Court Opinion

ID: 9535618
Source: CourtListenerOpinion
Date Created: 2023-08-07 04:51:21.921673+00
Date Added: 2024-06-11T13:33:17.343892
License: Public Domain

HAIRE, Judge,
dissenting:
The issue on this appeal is whether the trial court erred in dismissing without leave to amend, Count One of plaintiff’s complaint. The determination of that issue involves a consideration by this Court of the parameters of a defendant’s liability for unintentionally caused emotional distress.
Count One of plaintiff’s complaint alleges that the defendants’ vehicle, on October 20, 1973, struck the automobile in which plaintiff, Dorothy Ann Keck, and her mother, Beatrice Gillespie, were passengers. There is a further allegation to the effect that as *124a proximate result of the accident, plaintiff’s mother received fatal injuries and expired some three months after the accident. The specific allegations which led to the filing of the defendants’ motion to dismiss are contained in paragraph VI of Count One and read as follows:
“Prior to the events aforementioned and during the prolonged and futile agonizing battle for life which MRS. GILLESPIE underwent, the Plaintiff DOROTHY ANN KECK had been a very close and loving daughter. Further, Plaintiff has been caused to suffer severe emotional and physical distress, sorrow, mental suffering, pain, shock, anxiety and anguish because of the aforementioned injuries to her mother and being present during her mother’s battle for life all to her damage."
A close examination of this allegation reveals two distinct bases upon which recovery is sought for plaintiff’s “severe emotional and physical distress”. The first is for such distress resulting “because of the aforementioned injuries [to her mother].” The second is for the emotional and physical distress which resulted from “being present during her mother’s battle for life. . .”
From the foregoing it appears that plaintiff sought damages not only for her alleged mental and physical distress and shock resulting from the witnessing of her mother’s injuries at the scene of the accident,1 but also for her mental distress resulting from the observance of her mother’s pain and suffering during the three month period following the accident while her mother was in the hospital prior to her death. In my opinion recovery should be allowed for the former, but not for the latter. None of the authorities cited in the parties’ briefs or in the majority opinion allow recovery for emotional or physical damages resulting to a friend or relative from a mere observance of an injured third party during a period not substantially contemporaneous with the occurrence of the tortious event.

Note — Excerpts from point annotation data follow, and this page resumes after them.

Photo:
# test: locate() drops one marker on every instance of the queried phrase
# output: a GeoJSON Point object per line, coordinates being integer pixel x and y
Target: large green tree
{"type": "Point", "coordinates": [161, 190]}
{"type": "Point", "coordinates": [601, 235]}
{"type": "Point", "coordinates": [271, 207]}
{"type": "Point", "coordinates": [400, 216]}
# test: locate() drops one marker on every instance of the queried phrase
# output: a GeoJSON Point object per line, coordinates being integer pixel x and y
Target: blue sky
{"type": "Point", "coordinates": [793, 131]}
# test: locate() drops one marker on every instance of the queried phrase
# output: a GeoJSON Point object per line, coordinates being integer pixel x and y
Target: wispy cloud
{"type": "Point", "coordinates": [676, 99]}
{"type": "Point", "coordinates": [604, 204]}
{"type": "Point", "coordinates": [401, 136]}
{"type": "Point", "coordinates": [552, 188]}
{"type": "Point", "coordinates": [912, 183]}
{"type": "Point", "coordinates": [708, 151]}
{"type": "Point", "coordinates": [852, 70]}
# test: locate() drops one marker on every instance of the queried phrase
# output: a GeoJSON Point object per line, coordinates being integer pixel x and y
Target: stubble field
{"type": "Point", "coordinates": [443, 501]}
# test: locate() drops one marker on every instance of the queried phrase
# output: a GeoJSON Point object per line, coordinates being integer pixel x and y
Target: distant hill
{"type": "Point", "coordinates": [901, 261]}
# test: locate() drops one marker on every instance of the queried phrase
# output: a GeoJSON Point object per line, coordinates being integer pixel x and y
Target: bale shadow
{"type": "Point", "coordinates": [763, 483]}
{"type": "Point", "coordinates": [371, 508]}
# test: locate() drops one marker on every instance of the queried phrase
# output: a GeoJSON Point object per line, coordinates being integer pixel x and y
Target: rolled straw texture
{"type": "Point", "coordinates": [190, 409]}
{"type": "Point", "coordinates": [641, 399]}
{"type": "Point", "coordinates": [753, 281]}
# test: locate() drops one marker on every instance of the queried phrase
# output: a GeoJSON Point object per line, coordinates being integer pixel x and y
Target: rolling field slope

The authorities cited by the majority allow recovery for physical injury resulting from a direct emotional impact upon the plaintiff from a substantially contemporaneous sensory observance of the accident or the resulting injuries, as contrasted with the emotional trauma suffered by all friends and relatives engendered by observance of the pain, suffering and injuries of the accident victim over an extended period of time, such as during the three month period of hospitalization of plaintiff’s mother in the case at hand. As noted by Prosser, such a restriction is admittedly quite arbitrary, and is imposed only to draw a line somewhere short of undue liability. It would be an entirely unreasonable burden on all human activity if the defendant, who, by his conduct, has negligently endangered one man, were to be compelled to pay for the lacerated feelings of every other person disturbed by reason of the injuries received by the victim of the negligent tortfeasor. Prosser, Law of Torts, § 54, at 334-35 (4th ed. 1971).
For the foregoing reasons I cannot concur in the majority opinion. I would affirm the trial court’s dismissal of paragraph VI of Count One of plaintiff’s complaint, and remand with instructions that plaintiff be permitted to amend the allegations of Count One so as to state a claim within the limitations set forth in this dissent.

. Defendants contended, both in their motion to dismiss in the trial court and in their brief on this appeal, that plaintiffs allegations in paragraph VI did not sufficiently allege damages resulting from the witnessing of her mother’s injuries at the scene of the accident. While the allegation may be somewhat inartfully drawn, it is my opinion that it is sufficient for this purpose.